Una persecución, o una atmósfera de linchamiento, que se reflejaba en títulos de directores que rodarían su última película en Hollywood antes de exiliarse, como Joseph Losey (el remake, u oportuna actualización, de M), John Berry (Yo amé a un asesino), o Cy Endfield (The sound of fury/Try and get me, 1950), entre diversos títulos que evidenciaban, de modo manifiesto o soterrado, esa turbulenta época que envenenaba el ambiente en Hollywood, como los anónimos en Quebec, donde transcurre la acción dramática de Cartas envenenadas, la región mayoritariamente francófona de Norteamérica, como eco del original francés (además de intérpretes galos como Francoise Rosay, esposa de Jacques Feyder, hasta que este murió en 1948, y que había trabajado también con Marcel Carné, entre otros; o Guy Sorel, que interpreta el inspector Helier). Añádase que el personaje que de modo manifiesto representa la rectitud, el doctor Pearson, el primero que recibe el anónimo, aquel a quien van dirigidos, de modo más remarcado, los anónimos, instándole incluso a que abandone el pueblo, es el extraño, alguien que llegó no hace mucho al pueblo. Y el actor, Michael Rennie había interpretado también ese año a otro extraño, también representante de la integridad, el extraterrestre de Ultimatum a la tierra (1951), de Robert Wise, otra obra que se hacía eco de la creciente atmósfera de crispada violencia, de rechazo al ‘otro’ (no sólo en la sociedad estadounidense, sino a nivel internacional, con la germinación de la Guerra fría).
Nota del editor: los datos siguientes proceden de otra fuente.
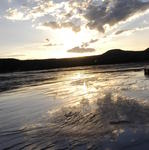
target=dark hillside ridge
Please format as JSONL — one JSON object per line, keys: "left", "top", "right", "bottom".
{"left": 0, "top": 48, "right": 149, "bottom": 73}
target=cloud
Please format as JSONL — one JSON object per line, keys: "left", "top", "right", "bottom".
{"left": 42, "top": 21, "right": 81, "bottom": 32}
{"left": 115, "top": 29, "right": 130, "bottom": 35}
{"left": 4, "top": 0, "right": 85, "bottom": 32}
{"left": 67, "top": 46, "right": 95, "bottom": 53}
{"left": 28, "top": 0, "right": 54, "bottom": 18}
{"left": 5, "top": 0, "right": 55, "bottom": 21}
{"left": 5, "top": 8, "right": 29, "bottom": 20}
{"left": 85, "top": 0, "right": 149, "bottom": 32}
{"left": 115, "top": 26, "right": 149, "bottom": 36}
{"left": 4, "top": 0, "right": 149, "bottom": 34}
{"left": 3, "top": 54, "right": 26, "bottom": 58}
{"left": 81, "top": 38, "right": 99, "bottom": 47}
{"left": 61, "top": 22, "right": 81, "bottom": 32}
{"left": 89, "top": 39, "right": 99, "bottom": 43}
{"left": 44, "top": 43, "right": 63, "bottom": 47}
{"left": 43, "top": 38, "right": 63, "bottom": 47}
{"left": 43, "top": 21, "right": 60, "bottom": 29}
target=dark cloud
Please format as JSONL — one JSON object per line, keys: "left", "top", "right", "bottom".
{"left": 43, "top": 21, "right": 80, "bottom": 32}
{"left": 81, "top": 39, "right": 98, "bottom": 47}
{"left": 115, "top": 29, "right": 130, "bottom": 35}
{"left": 89, "top": 39, "right": 99, "bottom": 43}
{"left": 67, "top": 46, "right": 95, "bottom": 53}
{"left": 115, "top": 25, "right": 149, "bottom": 35}
{"left": 85, "top": 0, "right": 149, "bottom": 32}
{"left": 44, "top": 43, "right": 63, "bottom": 47}
{"left": 61, "top": 22, "right": 81, "bottom": 32}
{"left": 4, "top": 0, "right": 149, "bottom": 33}
{"left": 43, "top": 21, "right": 60, "bottom": 29}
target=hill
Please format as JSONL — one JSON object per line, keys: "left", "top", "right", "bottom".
{"left": 0, "top": 48, "right": 149, "bottom": 73}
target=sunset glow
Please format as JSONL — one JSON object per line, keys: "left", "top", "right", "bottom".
{"left": 0, "top": 0, "right": 149, "bottom": 59}
{"left": 1, "top": 1, "right": 149, "bottom": 149}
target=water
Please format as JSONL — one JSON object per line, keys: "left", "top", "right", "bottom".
{"left": 0, "top": 63, "right": 149, "bottom": 149}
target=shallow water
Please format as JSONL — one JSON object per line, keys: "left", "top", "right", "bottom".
{"left": 0, "top": 63, "right": 149, "bottom": 149}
La otra razón, estructural, como bien se condensa en ese diálogo citado, recorre y vertebra la obra, y la mirada, de Preminger. La condición movediza, escurridiza, de la realidad, de las acciones humanas, o de esa noción llamada ‘verdad’; la dificultad de establecer un juicio rotundo sin caer en la rigidez o en abrasarse la mirada porque la luz no se puede detener. La vida está tramada por conjunciones copulativas y adversativas, por matices que siembran sombras en las que los pasos del discernimiento se enfangan. Los actos pueden tener consecuencias funestas, como los que provocan estas cartas, aunque no fuera esa la intención. Pero ¿cómo juzgar a quienes lo han hecho sin quemarse los dedos? Hay demasiadas sombras, dolores, frustraciones, fragilidades. Sumergirse en las entrañas de los otros implica desenvolverse en un laberinto plagado de oscuros desvíos, inciertos pasadizos, terrenos temblorosos. Sombras heridas, sombras que miran desde la distancia. La obra de Clouzot podía resultar más amarga: en plena guerra reflejaba la ponzoña que paralizaba y crispaba a la sociedad francesa, incapaz de enfrentarse a quien les había ocupado, el ejército alemán, y se enquistaba en un enfrentamiento interno.
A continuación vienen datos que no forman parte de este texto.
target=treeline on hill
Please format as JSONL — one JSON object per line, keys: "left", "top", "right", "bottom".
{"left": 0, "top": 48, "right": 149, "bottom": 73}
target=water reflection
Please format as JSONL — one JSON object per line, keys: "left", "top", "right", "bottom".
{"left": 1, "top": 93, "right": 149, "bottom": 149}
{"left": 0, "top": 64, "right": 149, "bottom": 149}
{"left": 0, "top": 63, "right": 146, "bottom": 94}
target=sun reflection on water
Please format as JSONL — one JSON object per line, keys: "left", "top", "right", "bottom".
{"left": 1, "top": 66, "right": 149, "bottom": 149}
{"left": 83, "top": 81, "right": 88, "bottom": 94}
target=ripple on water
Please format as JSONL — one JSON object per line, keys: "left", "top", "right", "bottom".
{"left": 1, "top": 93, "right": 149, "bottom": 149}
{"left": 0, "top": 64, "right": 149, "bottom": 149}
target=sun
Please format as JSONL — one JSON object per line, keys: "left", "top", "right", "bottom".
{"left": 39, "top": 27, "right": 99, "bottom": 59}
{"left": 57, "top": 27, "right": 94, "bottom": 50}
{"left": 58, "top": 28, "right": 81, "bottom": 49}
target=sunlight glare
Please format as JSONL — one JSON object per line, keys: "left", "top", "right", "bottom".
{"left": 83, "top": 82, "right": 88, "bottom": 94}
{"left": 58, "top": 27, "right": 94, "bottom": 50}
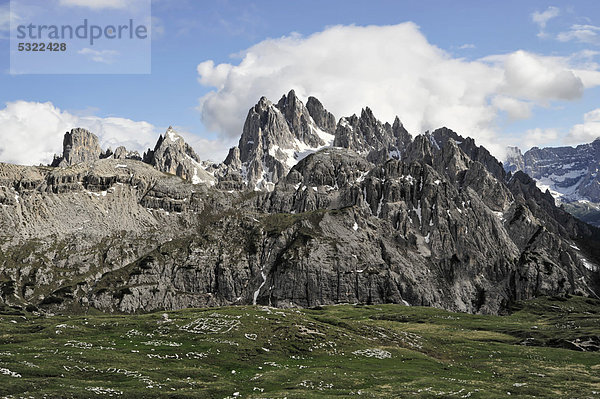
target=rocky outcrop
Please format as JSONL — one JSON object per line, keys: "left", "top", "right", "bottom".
{"left": 276, "top": 90, "right": 326, "bottom": 147}
{"left": 50, "top": 126, "right": 214, "bottom": 186}
{"left": 113, "top": 146, "right": 142, "bottom": 161}
{"left": 51, "top": 128, "right": 102, "bottom": 167}
{"left": 143, "top": 126, "right": 216, "bottom": 185}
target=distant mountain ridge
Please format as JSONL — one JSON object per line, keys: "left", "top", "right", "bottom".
{"left": 0, "top": 90, "right": 598, "bottom": 316}
{"left": 504, "top": 139, "right": 600, "bottom": 227}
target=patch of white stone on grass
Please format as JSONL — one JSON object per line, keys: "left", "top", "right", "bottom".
{"left": 85, "top": 386, "right": 123, "bottom": 396}
{"left": 64, "top": 340, "right": 93, "bottom": 349}
{"left": 298, "top": 380, "right": 334, "bottom": 390}
{"left": 0, "top": 367, "right": 21, "bottom": 378}
{"left": 141, "top": 340, "right": 182, "bottom": 347}
{"left": 62, "top": 365, "right": 159, "bottom": 389}
{"left": 351, "top": 348, "right": 392, "bottom": 359}
{"left": 147, "top": 353, "right": 180, "bottom": 360}
{"left": 186, "top": 351, "right": 208, "bottom": 359}
{"left": 179, "top": 313, "right": 241, "bottom": 334}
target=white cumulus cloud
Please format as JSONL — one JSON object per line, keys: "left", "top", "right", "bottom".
{"left": 196, "top": 23, "right": 599, "bottom": 157}
{"left": 491, "top": 96, "right": 532, "bottom": 121}
{"left": 0, "top": 101, "right": 231, "bottom": 166}
{"left": 497, "top": 50, "right": 584, "bottom": 101}
{"left": 565, "top": 108, "right": 600, "bottom": 144}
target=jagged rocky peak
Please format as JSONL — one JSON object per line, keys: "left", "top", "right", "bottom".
{"left": 393, "top": 116, "right": 412, "bottom": 145}
{"left": 51, "top": 127, "right": 102, "bottom": 167}
{"left": 405, "top": 131, "right": 468, "bottom": 179}
{"left": 223, "top": 90, "right": 336, "bottom": 190}
{"left": 429, "top": 127, "right": 506, "bottom": 181}
{"left": 224, "top": 91, "right": 419, "bottom": 190}
{"left": 144, "top": 126, "right": 215, "bottom": 186}
{"left": 276, "top": 89, "right": 326, "bottom": 147}
{"left": 306, "top": 96, "right": 337, "bottom": 134}
{"left": 333, "top": 107, "right": 412, "bottom": 163}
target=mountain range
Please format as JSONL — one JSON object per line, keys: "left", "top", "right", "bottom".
{"left": 0, "top": 90, "right": 598, "bottom": 316}
{"left": 504, "top": 141, "right": 600, "bottom": 228}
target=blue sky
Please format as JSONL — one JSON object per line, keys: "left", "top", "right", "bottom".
{"left": 1, "top": 0, "right": 600, "bottom": 164}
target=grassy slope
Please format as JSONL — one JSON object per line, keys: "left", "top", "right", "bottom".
{"left": 0, "top": 296, "right": 599, "bottom": 398}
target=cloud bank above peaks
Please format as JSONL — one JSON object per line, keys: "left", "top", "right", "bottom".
{"left": 0, "top": 101, "right": 157, "bottom": 165}
{"left": 0, "top": 101, "right": 231, "bottom": 166}
{"left": 196, "top": 22, "right": 600, "bottom": 156}
{"left": 565, "top": 108, "right": 600, "bottom": 144}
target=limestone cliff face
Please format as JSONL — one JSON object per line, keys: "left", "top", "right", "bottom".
{"left": 0, "top": 91, "right": 599, "bottom": 316}
{"left": 51, "top": 128, "right": 102, "bottom": 167}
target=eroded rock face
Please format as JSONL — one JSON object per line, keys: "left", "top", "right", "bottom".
{"left": 276, "top": 90, "right": 325, "bottom": 147}
{"left": 0, "top": 90, "right": 599, "bottom": 316}
{"left": 51, "top": 128, "right": 102, "bottom": 167}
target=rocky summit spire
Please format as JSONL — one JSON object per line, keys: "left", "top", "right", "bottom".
{"left": 222, "top": 90, "right": 336, "bottom": 190}
{"left": 144, "top": 126, "right": 215, "bottom": 185}
{"left": 51, "top": 128, "right": 102, "bottom": 167}
{"left": 306, "top": 96, "right": 337, "bottom": 134}
{"left": 333, "top": 108, "right": 412, "bottom": 164}
{"left": 276, "top": 89, "right": 325, "bottom": 147}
La obra de Preminger, al no incidir con la misma intensidad en lo colectivo, en la comunidad, aún abstrae más el conflicto que subyace en el trayecto entre la mirada que dirige Cora (Constance Smith) a Pearson cuando éste lee la primera carta que le han enviado y la que dirige Mrs Gauthier (Francoise Rosay) a la navaja con la que su hijo se cortó el cuello tras recibir una de esas cartas en la que decían que padecía cáncer. Un trayecto que deja desarmado, en la intemperie, el juicio, como esa sombra que se aleja tras haber satisfecho su particular retribución (como en la obra de Clouzot). Una sombra que deja tras de sí más sombras, que no dejarán de temblar. Esclarecer la verdad enfrenta a una pesadumbre cuya huella no se desvanece. Aunque deja el resquicio, en la secuencia de cierre, de un rayo de luz que alienta la superación de tantos enfermos imaginarios que se imaginan enfermedades amenazantes en los ‘otros’.